New York

Don Gummer

Sperone Westwater Gallery

Like many of the young sculptors who emerged in the late ’70s, Don Gummer mines the possibilities of architecture. Unlike his peers, however, he doesn’t combine architectural forms with narrative or fantasy. What Gummer absorbs from the vocabulary of architecture is its skeletal underpinning; in place of storytelling, he arranges his materials to form what he calls “mental labyrinths.”

Each of the four wall reliefs that were in the gallery’s front room is comprised of three projecting layers of wood slats. Each tier is painted a different color, but is related to the others in matters of proportion, rhythm, and ratio. In Summer Sanctuary, 1983, for example, the tier closest to the wall is a trapezoidal frame with two crossbars; the second or middle tier has four crossbars, while the outermost has six. Once one discovers these rectilinear intervals, one becomes engaged in finding the piece’s other compositional ratios, yet Gummer does not let these ratios dominate our experience. A graceful balance is always maintained between the part-to-part relationship and the overall configuration. The various relationships between the tiers are there as hooks to get us to examine the piece, move around it, view it from the side as well as the front.

In My Palace, 1983, the layering resembles archaeological finds of houses built on the foundations of earlier buildings, often echoing their floor plans but not their placement of windows and doorways. Rather than connecting the tiers through mathematical relationships, Gummer proceeds by intuition, maintaining an innate sense of balance and rhythm. A recurrent motif in Gummer’s wall reliefs is a central enclosure—in Summer Sanctuary an airy cage, in Grand Broadway Villa, 1983, an oval; these enclosures center our experience, offering both starting points and destinations.

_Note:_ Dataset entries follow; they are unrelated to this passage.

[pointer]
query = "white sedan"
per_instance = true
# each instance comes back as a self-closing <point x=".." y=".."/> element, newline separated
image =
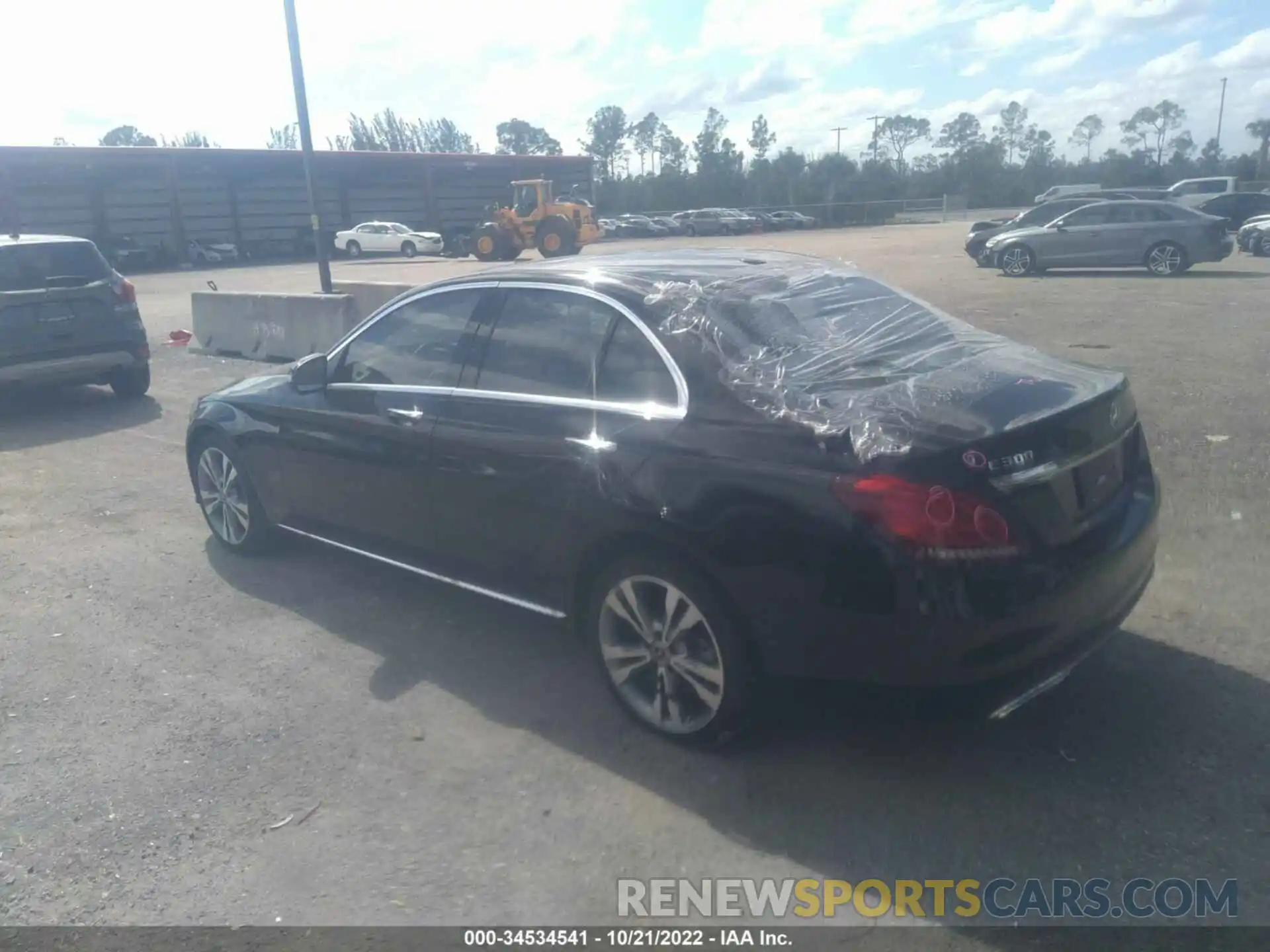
<point x="386" y="238"/>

Gummer has not only put an extensive knowledge of architecture, archaeology, and recent art at his disposal, but has also thoroughly absorbed Cubism’s structuring of space and Constructivism’s layering. (This awareness of painting should not surprise us, as Gummer, like David Smith, started out as a painter.) Yet none of this knowledge intrudes upon our overall experience. Everything is subsumed into the larger enterprise. Features of these “mental labyrinths” refer to various historical approaches to experiencing sculpture: the illusionism of the shadows cast by the slats, the spatial layering, ratios between part and whole, color and material, and the final configuration. Gummer’s work goes beyond story-telling. He explores the syntactical relationships upon which all narratives are built.